Clasp, a recruitment tool for health systems, announced $100 million in education loan repayment from major health systems.
The commitments were made by Boston Children’s Hospital, Memorial Sloan Kettering Cancer Center, Northwestern Medicine, Novant Health, Ohio Health and additional national organizations in the eye care and veterinary space.
Instead of traditional sign-on bonuses, employers on Clasp’s platform commit earlier, often a year or two before graduation, and offer monthly student loan repayment over time tied to retention milestones after hire. Students currently enrolled in eligible programs can apply on Clasp’s website.
Since 2018, Clasp has helped more than 10,000 students access outcomes-based financing, career pathways and student loan repayment. Health systems are increasingly turning to this model as an innovative way to build out competitive clinical teams, Clasp executives say. Currently, the average medical school debt per student weighs in at more than $234,500.
“They realize that the biggest pain point for entering these professions is the cost of education,” Clasp founder and CEO Tess Michaels told Fierce Healthcare.
By tying loan repayment to early job commitments, health systems can reduce student debt and solve for clinical workforce shortages. Many employers on Clasp’s platform offer up to $75,000 or more in tax-advantaged loan repayment over three years. Early data show a potential 440% ROI, Clasp claims, with employers saving up to $5 million a year in contract labor spend and reducing their turnover.
The latest $100 million commitments are in addition to Clasp’s recent $75 million raising of capital. That no-cosigner education loan pool is intended to help students finance their schooling and bridge gaps in federal loans. The Trump administration’s Big Beautiful Bill, passed last week, will make it harder for students to borrow money, Michaels noted.
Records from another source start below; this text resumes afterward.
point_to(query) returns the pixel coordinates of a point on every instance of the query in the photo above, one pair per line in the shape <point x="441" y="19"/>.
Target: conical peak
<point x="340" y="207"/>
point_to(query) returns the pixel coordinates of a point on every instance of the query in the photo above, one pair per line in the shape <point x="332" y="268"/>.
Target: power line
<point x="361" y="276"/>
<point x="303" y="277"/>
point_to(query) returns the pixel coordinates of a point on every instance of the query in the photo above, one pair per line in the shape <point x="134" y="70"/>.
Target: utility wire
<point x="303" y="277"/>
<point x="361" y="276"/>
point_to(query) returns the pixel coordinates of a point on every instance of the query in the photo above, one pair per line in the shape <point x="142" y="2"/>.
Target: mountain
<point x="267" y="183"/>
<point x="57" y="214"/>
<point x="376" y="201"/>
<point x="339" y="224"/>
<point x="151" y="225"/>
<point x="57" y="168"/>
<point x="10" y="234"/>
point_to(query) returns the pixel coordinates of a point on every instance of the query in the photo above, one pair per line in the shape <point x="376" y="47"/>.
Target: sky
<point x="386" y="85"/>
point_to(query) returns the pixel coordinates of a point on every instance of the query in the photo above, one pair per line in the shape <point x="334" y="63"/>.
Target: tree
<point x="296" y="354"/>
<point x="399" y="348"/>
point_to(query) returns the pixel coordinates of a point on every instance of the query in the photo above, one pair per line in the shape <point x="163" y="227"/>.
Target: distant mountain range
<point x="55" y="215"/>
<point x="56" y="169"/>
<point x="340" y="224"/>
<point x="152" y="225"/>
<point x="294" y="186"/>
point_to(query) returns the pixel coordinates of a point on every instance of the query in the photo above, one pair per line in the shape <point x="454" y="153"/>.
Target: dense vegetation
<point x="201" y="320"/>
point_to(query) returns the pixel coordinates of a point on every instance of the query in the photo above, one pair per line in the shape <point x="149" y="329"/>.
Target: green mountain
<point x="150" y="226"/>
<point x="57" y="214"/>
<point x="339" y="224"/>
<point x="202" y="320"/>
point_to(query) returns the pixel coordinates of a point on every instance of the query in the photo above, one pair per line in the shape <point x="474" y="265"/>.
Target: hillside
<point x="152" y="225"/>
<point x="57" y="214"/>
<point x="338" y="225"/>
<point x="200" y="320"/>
Not only does the legislation cap the amount students can borrow in federal loans, but it also eliminates a program known as Grad PLUS, which allowed students to borrow up to the full cost of attendance. The Association of American Medical Colleges has warned that the new cap may discourage students from going into medicine at a time when shortages are already dire. Clasp has also published a report that ranks states by gaps in clinical training programs.
Evolving advanced degree requirements also mean that some practitioners, like nurse anesthetists, are now required to have a doctorate degree to practice. Some states, like New York, mandate additional credentials, such as that nurses must obtain a baccalaureate degree in nursing within 10 years of graduating.
Because Clasp is integrated with most student loan providers, including federal and private, the repayment process is streamlined for borrowers. That means Clasp can take care of the payments on their behalf. Federal loan borrowers can remain eligible for public loan forgiveness. Borrowers in general can also maintain their credit score and tax advantages. “This is all about peace of mind for the individual,” Michaels said.
The popularity of offering loan repayment by healthcare employers appears to be “rapidly” growing, according to Michaels. Clasp onboards multiple new health system clients each month. It signed more health systems in the last quarter of 2024 than the first three quarters combined.
Clasp builds in protections for individuals. Health system partners cannot reduce recruits’ salaries or benefits or claw back dollars once they have been distributed. “All dollars are tied to retention,” Michaels said. “This is not just a recruitment tool; it’s retention-driven recruitment.”
Editor's Note: This story was updated to clarify that the funds health systems committed are intended for loan repayment, not no-cosigner education loans.